In [None]:
# ===========================
# ФАЙЛ ДЛЯ ПОИСКА ОШИБОК ПРЕДСКАЗАНИЙ (Colab)
# ===========================
# Установка зависимостей (без шума)
!pip -q install transformers==4.44.2 tokenizers==0.19.1 pytorch-crf==0.7.2 seqeval==1.2.2 pandas tqdm

In [None]:
import os, re, ast, json, random
from typing import List, Tuple, Dict

import numpy as np
import pandas as pd
from tqdm.auto import tqdm

import torch
import torch.nn as nn
from transformers import AutoTokenizer, AutoModel
from torchcrf import CRF
from seqeval.metrics import classification_report, f1_score

In [None]:
# --- Подключаем Google Drive ---
from google.colab import drive
drive.mount('/content/drive', force_remount=True)

In [None]:
# ===========================
# КОНФИГ
# ===========================
MODEL_DIR = "/content/drive/MyDrive/var_model_3"   # содержит: model.pt, labels.txt, tokenizer/
TRAIN_CSV = "/content/drive/MyDrive/train.csv"     # содержит: sample;annotation
OUT_DIR   = "/content/drive/MyDrive/var_model_3_analysis"
ERRORS_CSV = os.path.join(OUT_DIR, "errors.csv")

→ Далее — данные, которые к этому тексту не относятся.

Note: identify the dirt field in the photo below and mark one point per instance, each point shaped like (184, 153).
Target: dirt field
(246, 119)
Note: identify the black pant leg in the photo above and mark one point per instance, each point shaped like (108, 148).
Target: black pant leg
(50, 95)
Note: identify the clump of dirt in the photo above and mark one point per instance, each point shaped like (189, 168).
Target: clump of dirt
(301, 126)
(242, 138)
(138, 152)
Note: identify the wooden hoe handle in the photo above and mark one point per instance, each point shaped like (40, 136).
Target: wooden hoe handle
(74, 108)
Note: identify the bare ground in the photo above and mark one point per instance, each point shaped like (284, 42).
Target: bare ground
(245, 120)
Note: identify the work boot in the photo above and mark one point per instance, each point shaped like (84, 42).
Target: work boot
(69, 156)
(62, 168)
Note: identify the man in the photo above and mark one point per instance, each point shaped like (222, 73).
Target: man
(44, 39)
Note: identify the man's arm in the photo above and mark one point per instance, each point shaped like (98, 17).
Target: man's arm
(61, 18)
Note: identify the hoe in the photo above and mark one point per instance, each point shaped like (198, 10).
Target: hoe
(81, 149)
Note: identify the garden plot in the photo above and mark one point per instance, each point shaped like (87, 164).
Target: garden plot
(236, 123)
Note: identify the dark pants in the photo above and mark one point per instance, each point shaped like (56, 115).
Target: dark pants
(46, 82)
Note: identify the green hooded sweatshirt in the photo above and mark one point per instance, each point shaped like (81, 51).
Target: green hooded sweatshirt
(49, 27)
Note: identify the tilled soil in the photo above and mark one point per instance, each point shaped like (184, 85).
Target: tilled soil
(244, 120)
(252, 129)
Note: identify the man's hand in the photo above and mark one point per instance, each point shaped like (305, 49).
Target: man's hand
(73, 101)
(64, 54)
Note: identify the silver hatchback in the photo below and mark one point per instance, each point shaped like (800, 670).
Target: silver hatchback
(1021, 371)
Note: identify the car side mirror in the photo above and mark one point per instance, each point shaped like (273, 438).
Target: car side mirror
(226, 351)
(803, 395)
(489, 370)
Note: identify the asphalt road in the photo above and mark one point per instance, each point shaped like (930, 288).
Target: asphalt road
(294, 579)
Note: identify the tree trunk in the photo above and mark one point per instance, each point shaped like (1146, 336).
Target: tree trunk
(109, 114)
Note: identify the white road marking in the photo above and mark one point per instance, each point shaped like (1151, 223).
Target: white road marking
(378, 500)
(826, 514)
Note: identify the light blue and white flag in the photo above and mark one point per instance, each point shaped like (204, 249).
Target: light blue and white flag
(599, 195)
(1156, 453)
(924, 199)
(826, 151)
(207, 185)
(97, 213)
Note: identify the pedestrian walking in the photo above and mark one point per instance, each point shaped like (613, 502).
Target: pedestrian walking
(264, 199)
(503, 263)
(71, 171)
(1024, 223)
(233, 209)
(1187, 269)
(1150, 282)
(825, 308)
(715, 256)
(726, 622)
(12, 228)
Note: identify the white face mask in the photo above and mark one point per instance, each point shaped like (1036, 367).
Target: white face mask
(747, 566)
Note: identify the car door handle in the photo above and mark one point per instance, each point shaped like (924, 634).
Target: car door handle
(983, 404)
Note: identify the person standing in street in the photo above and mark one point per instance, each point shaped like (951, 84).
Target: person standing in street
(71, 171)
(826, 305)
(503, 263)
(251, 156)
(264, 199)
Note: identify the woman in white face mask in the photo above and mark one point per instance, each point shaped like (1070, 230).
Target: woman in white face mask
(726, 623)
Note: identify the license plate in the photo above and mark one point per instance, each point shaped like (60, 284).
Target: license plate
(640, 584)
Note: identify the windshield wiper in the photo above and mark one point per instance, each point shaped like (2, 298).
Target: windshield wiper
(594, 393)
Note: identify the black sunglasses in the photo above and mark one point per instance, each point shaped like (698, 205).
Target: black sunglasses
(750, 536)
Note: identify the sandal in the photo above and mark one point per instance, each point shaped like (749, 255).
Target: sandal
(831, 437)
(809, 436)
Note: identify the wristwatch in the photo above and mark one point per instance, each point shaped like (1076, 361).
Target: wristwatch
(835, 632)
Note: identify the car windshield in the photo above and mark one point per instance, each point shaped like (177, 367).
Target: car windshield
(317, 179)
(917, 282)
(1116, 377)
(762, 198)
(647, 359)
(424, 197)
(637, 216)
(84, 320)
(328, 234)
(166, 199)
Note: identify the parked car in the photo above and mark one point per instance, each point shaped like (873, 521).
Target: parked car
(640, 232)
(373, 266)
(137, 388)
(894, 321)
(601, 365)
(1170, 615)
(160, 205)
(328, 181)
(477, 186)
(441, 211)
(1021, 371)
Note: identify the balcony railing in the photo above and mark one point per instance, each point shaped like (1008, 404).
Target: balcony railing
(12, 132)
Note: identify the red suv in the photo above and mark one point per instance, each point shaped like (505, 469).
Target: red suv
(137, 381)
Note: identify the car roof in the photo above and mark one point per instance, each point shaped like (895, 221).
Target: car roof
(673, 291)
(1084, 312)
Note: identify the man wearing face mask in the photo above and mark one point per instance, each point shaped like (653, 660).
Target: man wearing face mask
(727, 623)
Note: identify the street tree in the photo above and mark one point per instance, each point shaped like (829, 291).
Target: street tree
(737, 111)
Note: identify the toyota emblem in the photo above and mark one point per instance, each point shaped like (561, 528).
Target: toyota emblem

MAX_LEN    = 96        # длина последовательности (сабтокены)
BIAS_SCALE = 0.5       # сила мягких подсказок
SEED       = 42
os.makedirs(OUT_DIR, exist_ok=True)

random.seed(SEED); np.random.seed(SEED); torch.manual_seed(SEED)
DEVICE = torch.device("cuda" if torch.cuda.is_available() else "cpu")
print("Device:", DEVICE)

In [None]:
# ===========================
# Утилиты: токены по словам, мягкие подсказки, парсер annotation
# ===========================
WS_RE = re.compile(r"\S+")
NUM_RE = re.compile(r"^\d+[\d,.]*$")
ASCII_RE = re.compile(r"^[A-Za-z]+$")
UNITS = {"л","литр","литра","литров","мл","гр","г","кг","шт","килограммов", "грамм", "граммов", "миллилитров"}
PCT_WORDS = {"%","процент","проц", "процентов"}
ENTITY_TAGS = {"BRAND","TYPE","VOLUME","PERCENT"}

def ws_tokens_with_offsets(text: str) -> List[Tuple[str,int,int]]:
    return [(m.group(0), m.start(), m.end()) for m in WS_RE.finditer(text or "")]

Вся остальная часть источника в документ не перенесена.